When we don't try to teach kids "on schedule," they will learn at
widely varying times. One of my kids learned to read fluently at 3
years old and another at 8 years old. A 17 yo unschooler I know well
didn't learn to read until he was 12 or 13. It is to be expected. My
suggestion to you is to stop comparing your kid to other kids - look
ONLY at your own kid and notice what he IS doing, not what he isn't
doing. You never help a kid by focusing on what he doesn't know - you
help them by supporting what they ARE doing, what they enjoy, what
they are passionately pursuing. This is where trust is required for
unschooling parents - you have to be totally okay with kids learning
on their own timetable. You have to be so sure that the WILL learn
what they need to learn that you simply stop worrying about it - you
live each hour of each day enjoying what your kids are doing, not
feeling concerned about what they aren't doing.

Writing is about having something to say. The BEST road to writing is
lots and lots of great experiences, lots of discussion, lots of
pretend play, lots of stories and tv and movies and games and,
eventually, a reason to want to write something down. Every time he
tells you about a game he is playing or about the lego creation and
just made, or about what he did at his friend's house, or anything
else, THAT is him practicing "writing." Later, he'll learn to get it
on paper if there is reason for it, but that is just a technicality.

If you are worrying about the mechanics of writing letters - please
don't.
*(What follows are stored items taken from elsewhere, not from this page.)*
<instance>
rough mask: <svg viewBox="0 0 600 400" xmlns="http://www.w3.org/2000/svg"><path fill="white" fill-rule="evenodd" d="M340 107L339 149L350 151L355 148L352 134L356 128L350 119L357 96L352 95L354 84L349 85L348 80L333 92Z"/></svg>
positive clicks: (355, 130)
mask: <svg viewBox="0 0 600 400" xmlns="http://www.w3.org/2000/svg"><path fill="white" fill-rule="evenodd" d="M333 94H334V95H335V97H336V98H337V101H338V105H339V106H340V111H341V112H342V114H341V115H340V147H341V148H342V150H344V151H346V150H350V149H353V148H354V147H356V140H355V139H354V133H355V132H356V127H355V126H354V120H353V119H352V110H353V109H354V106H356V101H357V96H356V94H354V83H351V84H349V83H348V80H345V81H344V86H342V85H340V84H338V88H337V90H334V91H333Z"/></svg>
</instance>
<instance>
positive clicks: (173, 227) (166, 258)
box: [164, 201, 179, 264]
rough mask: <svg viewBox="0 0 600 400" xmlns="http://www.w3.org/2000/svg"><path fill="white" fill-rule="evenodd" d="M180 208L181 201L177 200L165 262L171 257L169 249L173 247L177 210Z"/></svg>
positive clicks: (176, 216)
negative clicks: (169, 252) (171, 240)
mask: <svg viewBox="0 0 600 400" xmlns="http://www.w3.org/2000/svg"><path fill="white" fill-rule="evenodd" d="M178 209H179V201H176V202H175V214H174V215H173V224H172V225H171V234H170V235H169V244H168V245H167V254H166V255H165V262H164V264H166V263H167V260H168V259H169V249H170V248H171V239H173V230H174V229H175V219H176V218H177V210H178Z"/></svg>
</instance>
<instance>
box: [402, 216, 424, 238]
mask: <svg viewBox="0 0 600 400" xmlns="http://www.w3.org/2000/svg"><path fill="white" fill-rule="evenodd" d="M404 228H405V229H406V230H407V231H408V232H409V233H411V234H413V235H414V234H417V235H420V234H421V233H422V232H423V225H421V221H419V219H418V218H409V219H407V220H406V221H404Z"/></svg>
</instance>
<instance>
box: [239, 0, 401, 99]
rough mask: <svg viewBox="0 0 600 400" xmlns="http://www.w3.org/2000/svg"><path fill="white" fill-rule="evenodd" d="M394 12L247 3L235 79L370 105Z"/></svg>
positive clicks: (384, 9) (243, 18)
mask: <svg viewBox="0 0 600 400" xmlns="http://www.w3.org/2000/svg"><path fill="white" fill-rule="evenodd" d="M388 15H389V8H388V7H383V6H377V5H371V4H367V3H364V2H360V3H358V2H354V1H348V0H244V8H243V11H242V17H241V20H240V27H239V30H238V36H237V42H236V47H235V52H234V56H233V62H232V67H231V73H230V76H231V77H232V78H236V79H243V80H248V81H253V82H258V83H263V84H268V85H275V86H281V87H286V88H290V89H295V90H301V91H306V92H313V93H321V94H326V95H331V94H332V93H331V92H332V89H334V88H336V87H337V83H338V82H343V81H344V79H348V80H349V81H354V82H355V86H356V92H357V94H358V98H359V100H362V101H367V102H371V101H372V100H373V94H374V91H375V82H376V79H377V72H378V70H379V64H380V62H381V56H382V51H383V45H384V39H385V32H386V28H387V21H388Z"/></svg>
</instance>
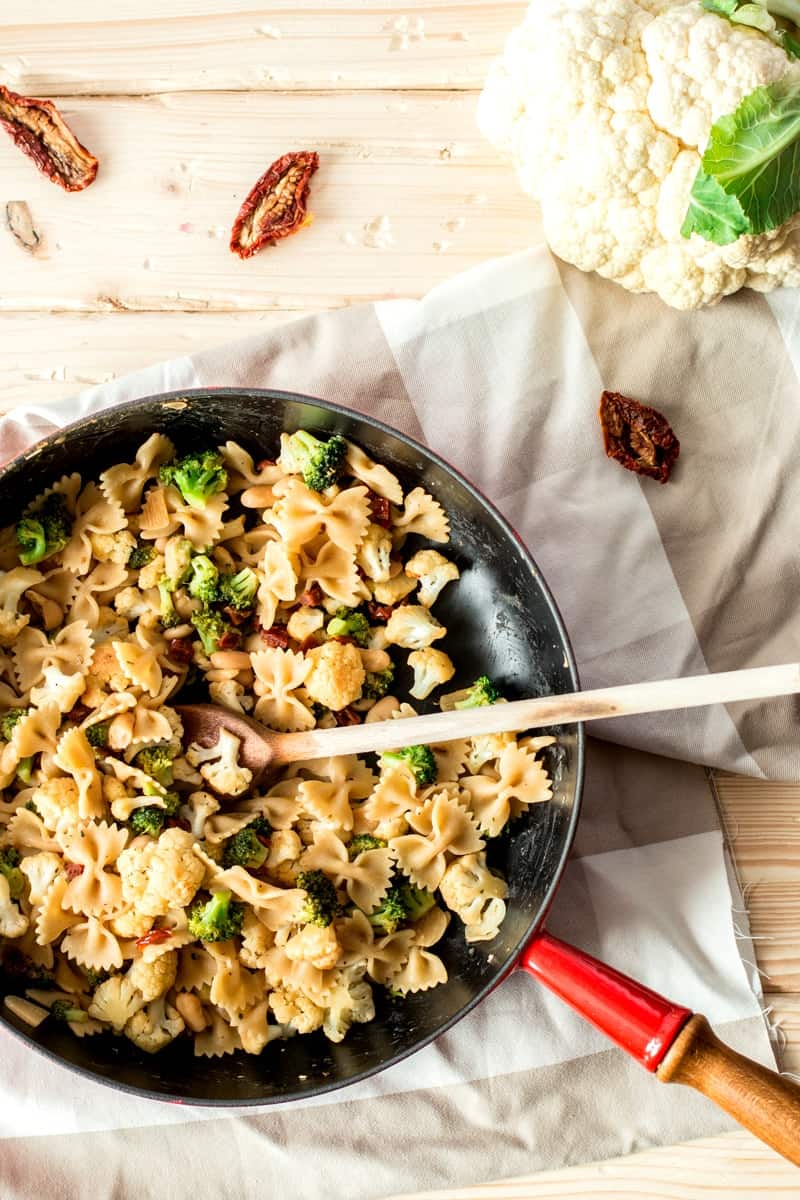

ANY activity that involves him using his arms, hands, and
fingers, is helping him develop the muscles he'll eventually use in
writing. He doesn't need to actually BE writing to develop those
small muscles.

There is GREAT danger in too-early academics. I've seen it - I've
watched schools and homeschool parents doing academics with young
children and watched the children develop supposed learning
disabilities. I am firmly convinced that those disabilities would
never have arisen if the children were allowed to play and learn at
their own speed. Don't feel pangs of worry that your child is behind
other young children who appear to be doing academics - feel SORRY
for those families because they are very likely to be facing a number
of possible problems that result FROM pushing the early academics.
Even if they manage to not create learning disabilities, there lots
of other negative consequences possible. Please read "Miseducation:
Preschoolers at Risk" by David Elkind. His ideas and evidence is
applied to kids 5 and under - but I truly believe that his arguments
are equally true for older kids, too.